The book does offer some solutions to the problem of noise. For example, when rating job candidates, a better predictor of future performance is to rank them from best to worst rather than evaluating each one individually. As the book puts it, “replacing absolute judgments with relative ones, when feasible, is likely to reduce noise.”
Another helpful approach: If multiple examiners are called upon to assess a candidate or individual’s performance, they should provide their judgments privately—none of them should be aware of the others’ evaluations. This capitalizes on the wisdom of crowds rather than the madness of crowds.
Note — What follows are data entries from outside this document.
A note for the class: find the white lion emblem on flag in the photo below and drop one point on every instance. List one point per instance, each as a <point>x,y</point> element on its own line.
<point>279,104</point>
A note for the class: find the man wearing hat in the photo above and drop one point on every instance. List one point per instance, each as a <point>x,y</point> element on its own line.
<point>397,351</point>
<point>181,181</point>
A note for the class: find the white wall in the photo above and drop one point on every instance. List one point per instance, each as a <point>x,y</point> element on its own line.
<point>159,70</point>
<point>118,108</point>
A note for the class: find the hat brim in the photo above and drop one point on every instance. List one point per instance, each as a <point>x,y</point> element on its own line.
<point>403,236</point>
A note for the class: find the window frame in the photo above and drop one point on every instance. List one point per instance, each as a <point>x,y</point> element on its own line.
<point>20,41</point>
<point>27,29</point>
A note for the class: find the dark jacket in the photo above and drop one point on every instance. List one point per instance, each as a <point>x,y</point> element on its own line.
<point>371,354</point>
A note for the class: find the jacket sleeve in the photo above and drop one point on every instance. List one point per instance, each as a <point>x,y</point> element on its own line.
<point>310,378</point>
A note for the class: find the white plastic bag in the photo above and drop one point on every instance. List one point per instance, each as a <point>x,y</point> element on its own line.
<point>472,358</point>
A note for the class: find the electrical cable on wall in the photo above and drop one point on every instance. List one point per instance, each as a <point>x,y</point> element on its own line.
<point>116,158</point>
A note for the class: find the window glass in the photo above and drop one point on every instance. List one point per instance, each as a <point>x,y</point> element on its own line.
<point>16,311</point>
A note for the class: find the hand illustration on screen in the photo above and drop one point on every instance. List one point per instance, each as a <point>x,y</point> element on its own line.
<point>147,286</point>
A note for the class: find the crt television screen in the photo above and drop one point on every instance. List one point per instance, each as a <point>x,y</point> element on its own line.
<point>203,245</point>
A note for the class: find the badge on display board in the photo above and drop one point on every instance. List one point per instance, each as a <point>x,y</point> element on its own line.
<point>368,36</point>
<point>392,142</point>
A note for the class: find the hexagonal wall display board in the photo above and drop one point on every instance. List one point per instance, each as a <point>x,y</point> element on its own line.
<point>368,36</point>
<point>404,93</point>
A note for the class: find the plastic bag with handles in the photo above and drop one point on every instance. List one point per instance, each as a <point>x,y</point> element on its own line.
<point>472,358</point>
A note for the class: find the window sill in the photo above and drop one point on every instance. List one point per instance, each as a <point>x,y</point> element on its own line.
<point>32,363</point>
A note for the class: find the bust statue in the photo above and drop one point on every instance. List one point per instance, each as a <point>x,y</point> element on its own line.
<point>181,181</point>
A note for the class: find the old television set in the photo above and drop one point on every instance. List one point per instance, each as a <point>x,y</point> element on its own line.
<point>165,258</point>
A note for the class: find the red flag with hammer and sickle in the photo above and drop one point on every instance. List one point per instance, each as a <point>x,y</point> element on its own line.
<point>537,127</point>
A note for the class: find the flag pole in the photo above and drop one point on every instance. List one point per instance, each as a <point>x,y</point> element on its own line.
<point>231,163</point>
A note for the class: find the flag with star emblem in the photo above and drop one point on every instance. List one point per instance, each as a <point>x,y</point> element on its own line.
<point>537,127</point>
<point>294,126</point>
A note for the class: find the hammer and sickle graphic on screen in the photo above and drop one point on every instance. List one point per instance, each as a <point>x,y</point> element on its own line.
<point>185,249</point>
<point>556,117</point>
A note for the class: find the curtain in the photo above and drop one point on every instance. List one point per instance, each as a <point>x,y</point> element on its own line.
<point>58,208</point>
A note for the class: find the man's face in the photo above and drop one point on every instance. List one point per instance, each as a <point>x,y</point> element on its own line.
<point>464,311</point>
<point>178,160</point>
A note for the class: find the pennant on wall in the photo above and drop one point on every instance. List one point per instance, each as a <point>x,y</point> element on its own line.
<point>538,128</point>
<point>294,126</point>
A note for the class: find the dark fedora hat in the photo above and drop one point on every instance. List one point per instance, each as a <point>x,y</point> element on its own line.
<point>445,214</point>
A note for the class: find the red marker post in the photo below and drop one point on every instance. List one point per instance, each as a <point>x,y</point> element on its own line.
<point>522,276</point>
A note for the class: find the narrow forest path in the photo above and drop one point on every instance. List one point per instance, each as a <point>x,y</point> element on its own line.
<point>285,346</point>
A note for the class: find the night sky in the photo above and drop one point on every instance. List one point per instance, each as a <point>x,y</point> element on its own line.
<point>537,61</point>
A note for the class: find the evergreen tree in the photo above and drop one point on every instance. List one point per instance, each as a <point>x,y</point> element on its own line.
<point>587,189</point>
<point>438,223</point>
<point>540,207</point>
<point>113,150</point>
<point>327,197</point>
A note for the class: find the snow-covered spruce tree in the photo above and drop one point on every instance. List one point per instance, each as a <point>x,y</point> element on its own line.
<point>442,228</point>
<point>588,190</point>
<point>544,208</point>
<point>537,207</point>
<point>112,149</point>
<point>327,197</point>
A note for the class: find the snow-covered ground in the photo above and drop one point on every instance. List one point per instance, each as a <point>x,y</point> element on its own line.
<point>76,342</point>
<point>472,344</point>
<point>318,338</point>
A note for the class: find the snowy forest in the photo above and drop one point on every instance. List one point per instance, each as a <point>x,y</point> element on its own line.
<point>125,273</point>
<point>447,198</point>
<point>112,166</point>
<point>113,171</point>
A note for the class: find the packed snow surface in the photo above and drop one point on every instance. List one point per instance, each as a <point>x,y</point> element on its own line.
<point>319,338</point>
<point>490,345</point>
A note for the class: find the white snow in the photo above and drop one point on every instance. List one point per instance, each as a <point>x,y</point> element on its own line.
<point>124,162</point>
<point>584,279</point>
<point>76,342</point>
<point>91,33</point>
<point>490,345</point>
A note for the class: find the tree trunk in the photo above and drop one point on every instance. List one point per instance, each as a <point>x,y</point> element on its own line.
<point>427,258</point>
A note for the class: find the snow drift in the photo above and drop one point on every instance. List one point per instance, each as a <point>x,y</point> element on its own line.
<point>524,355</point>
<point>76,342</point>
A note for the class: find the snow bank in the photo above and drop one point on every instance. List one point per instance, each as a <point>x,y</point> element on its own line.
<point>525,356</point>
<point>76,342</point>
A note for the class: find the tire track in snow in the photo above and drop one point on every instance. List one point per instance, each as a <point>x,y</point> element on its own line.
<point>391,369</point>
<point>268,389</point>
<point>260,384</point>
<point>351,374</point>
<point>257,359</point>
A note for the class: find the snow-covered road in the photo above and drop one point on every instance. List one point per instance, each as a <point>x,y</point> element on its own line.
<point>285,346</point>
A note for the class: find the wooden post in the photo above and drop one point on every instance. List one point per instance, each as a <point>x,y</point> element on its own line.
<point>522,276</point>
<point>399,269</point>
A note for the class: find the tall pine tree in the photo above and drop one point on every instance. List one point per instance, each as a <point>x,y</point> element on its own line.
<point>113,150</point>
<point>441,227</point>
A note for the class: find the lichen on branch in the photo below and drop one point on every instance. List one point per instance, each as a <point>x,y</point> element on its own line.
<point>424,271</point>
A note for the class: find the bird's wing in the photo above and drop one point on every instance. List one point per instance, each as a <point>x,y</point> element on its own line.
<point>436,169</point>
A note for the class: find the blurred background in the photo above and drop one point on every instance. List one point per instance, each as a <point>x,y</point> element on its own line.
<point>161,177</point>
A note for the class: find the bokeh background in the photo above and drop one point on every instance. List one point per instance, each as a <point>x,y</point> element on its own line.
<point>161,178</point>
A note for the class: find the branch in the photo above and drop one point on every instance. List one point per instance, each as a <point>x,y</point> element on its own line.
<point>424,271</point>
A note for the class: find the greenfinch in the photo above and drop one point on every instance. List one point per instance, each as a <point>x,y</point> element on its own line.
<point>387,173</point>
Furthermore, noise can be reduced by using standardized ratings in a forced ranking system. In this approach, raters must abide by a predetermined distribution, which prevents ratings inflation. For example, when I was in the US Air Force, annual performance was evaluated on a scale from one to five. For a time, the majority of members were given fives, and it was considered a career death-blow to get a four, which would impede promotion to the next rank. In 2015, the Air Force revamped their system so that only a small number of people in a given unit could obtain high scores, while the rest would fill out the rest of the distribution.
Still, there are many reasons why raters might not want to be honest about a person’s true performance. They might assess people “strategically” in order to avoid a difficult discussion, to favor a person who they believe deserves a long-awaited promotion, or to get rid of an underperforming employee who needs a good evaluation to be transferred to another division. Such hidden motives can introduce noise into important decisions.
And this, I suspect, is the reason why some people may not like the book. They want to retain noise (the ability to rely on intuition and individual judgment), and therefore they will dislike Noise (which argues that relying on intuition is harmful and unfair). Any organization that inhibits the noise attributable to human judgment reduces people’s ability to influence ratings in pursuit of their own goals.
If you tell people they can no longer rely on their gut feelings and that they must follow a checklist or abide by an algorithm, they will respond with resistance because such policies inhibit their ability to pursue their own hidden agendas. Others may argue that guidelines designed to eliminate noise are rigid, dehumanizing, and unfair. Many people have had the experience of making a seemingly reasonable request to an organization only to receive the response that clear rules prevent the organization from making any exceptions. Many people who plead for exceptions really do believe they are exceptional. But for many decision-makers, they encounter people asking for such exceptional requests all the time. The rules, as the authors put it, “may seem stupid and even cruel, but they may have been adopted for good reason: to reduce noise (and perhaps bias as well).”
When people believe an objective system favors them, they want to reduce bias and noise. And when people believe an objective system might disfavor them, they want to retain bias and noise. But Kahneman and his colleagues make a persuasive case that eliminating noise is crucial for a system to maintain legitimacy. Near the end of the book, they conclude that, “It is unfair for similarly situated people to be treated differently, and a system in which professional judgments are seen as inconsistent loses credibility.”
If they are right, then perhaps more people should carefully consider the policies they are supporting. Unfortunately, people who favor noise are often the noisiest.